Focus On Power-Efficient Design To Help Stop Global Warming

March 1, 2007
This year's One Powerful Issue takes on special significance given the widespread worries about global warming. With last month's unsettling report from the Intergovernmental Panel on Climate Change, energy efficiency is now sizzling on everybody's fr

This year's One Powerful Issue takes on special significance given the widespread worries about global warming. With last month's unsettling report from the Intergovernmental Panel on Climate Change, energy efficiency is now sizzling on everybody's front burner. Instead of cleaning up wasted energy via ever more elaborate cooling schemes, engineers are now thinking about power efficiency as one of the first tenets of good design.

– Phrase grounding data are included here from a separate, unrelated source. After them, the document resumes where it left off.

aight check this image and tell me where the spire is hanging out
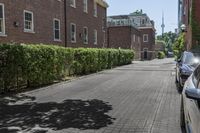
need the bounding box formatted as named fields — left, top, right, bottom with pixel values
left=161, top=12, right=165, bottom=36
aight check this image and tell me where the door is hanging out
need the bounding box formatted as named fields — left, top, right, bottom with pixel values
left=144, top=48, right=148, bottom=60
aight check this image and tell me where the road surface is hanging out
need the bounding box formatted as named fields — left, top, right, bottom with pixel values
left=0, top=58, right=182, bottom=133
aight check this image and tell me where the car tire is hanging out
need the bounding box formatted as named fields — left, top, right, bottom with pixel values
left=175, top=72, right=178, bottom=83
left=180, top=96, right=185, bottom=129
left=177, top=77, right=183, bottom=92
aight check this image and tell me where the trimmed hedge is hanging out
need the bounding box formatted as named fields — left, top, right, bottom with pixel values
left=0, top=43, right=134, bottom=92
left=157, top=51, right=165, bottom=59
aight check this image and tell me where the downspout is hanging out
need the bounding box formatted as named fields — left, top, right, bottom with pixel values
left=64, top=0, right=67, bottom=47
left=107, top=27, right=110, bottom=48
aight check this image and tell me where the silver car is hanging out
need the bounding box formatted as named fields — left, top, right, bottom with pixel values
left=180, top=64, right=200, bottom=133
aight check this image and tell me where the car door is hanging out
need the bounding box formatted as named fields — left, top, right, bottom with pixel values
left=186, top=66, right=200, bottom=133
left=176, top=54, right=184, bottom=82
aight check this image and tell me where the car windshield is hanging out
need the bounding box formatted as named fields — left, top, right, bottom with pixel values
left=184, top=53, right=200, bottom=67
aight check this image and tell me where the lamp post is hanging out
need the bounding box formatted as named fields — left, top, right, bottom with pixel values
left=180, top=24, right=187, bottom=50
left=181, top=24, right=186, bottom=32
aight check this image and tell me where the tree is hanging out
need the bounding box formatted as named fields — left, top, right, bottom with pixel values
left=157, top=32, right=178, bottom=55
left=173, top=33, right=185, bottom=59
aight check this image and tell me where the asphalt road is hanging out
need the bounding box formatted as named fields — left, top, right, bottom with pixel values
left=0, top=58, right=182, bottom=133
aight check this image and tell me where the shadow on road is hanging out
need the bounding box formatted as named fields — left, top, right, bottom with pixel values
left=0, top=94, right=115, bottom=132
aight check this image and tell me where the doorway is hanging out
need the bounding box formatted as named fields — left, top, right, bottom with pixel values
left=144, top=48, right=148, bottom=60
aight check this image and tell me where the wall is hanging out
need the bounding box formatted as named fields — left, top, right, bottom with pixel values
left=66, top=0, right=107, bottom=48
left=0, top=0, right=65, bottom=46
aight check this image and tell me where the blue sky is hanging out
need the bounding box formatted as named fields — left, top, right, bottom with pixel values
left=106, top=0, right=178, bottom=35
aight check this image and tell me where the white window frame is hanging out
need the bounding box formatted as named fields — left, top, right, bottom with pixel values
left=83, top=27, right=88, bottom=44
left=53, top=18, right=61, bottom=41
left=143, top=34, right=148, bottom=42
left=24, top=10, right=34, bottom=33
left=0, top=3, right=6, bottom=36
left=70, top=0, right=76, bottom=8
left=70, top=23, right=76, bottom=43
left=94, top=29, right=97, bottom=45
left=94, top=2, right=97, bottom=17
left=83, top=0, right=88, bottom=13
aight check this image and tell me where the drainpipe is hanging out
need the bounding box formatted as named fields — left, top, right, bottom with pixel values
left=107, top=27, right=110, bottom=48
left=64, top=0, right=67, bottom=47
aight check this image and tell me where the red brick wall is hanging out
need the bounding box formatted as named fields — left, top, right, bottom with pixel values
left=107, top=26, right=131, bottom=49
left=139, top=28, right=155, bottom=60
left=0, top=0, right=65, bottom=46
left=183, top=0, right=200, bottom=50
left=0, top=0, right=107, bottom=48
left=107, top=26, right=142, bottom=60
left=66, top=0, right=107, bottom=48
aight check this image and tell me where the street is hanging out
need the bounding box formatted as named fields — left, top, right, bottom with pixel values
left=0, top=58, right=182, bottom=133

Power efficiency was one of the central themes at last month's DesignCon conference in Santa Clara, Calif. Paul Platt, IDT's vice president of design service, told a panel audience that "power is now the top issue in design, and not just for the low-power guys working on portable products. Power bills and cooling costs are going through the roof at server farms."

Too often, manufacturers conduct power analysis "after the fact," Platt said. And while today's design tools allow some power efficiency modeling "at the architecture level, designers are not really getting the help they need. The tools need to offer more guidance early in the process," he said.

THE INDUSTRY'S VIEW
Brendon Farly of Silicon and Software Systems agreed, adding that new consumer electronics are creating a power crunch when it comes to scaling and leakage problems. "The challenges for lower power have really taken the industry by surprise," said Farly, citing the leakage issues at 130- and 90-nm process nodes. Design methodology must be adjusted to solve these problems, he said.

Steve Carlson, Cadence's vice president of product marketing, agreed that power is today's crucial issue, noting that designers are even "dusting off" water cooling as a solution to overheated networking systems. He said that front-end/chip designers have had a "hall pass" when it comes to power issues, but it's time for that to change.

Chip designers have tended to overdesign the margin for timing closure, he said, which has an impact on power and die size. "I'm going around challenging designers on the over-constraining of clocks. It's time for evolution to a more directed approach to determine the margin needed," he said.

Leakage analysis often is applied across the entire design using a worst-case scenario, when the reality is that 10% of the transistors are causing 90% of the leakage. It's understandable that designers want to include a safe margin of error, but Carlson said that new tools allow designers to see the tradeoffs earlier and make more informed design choices.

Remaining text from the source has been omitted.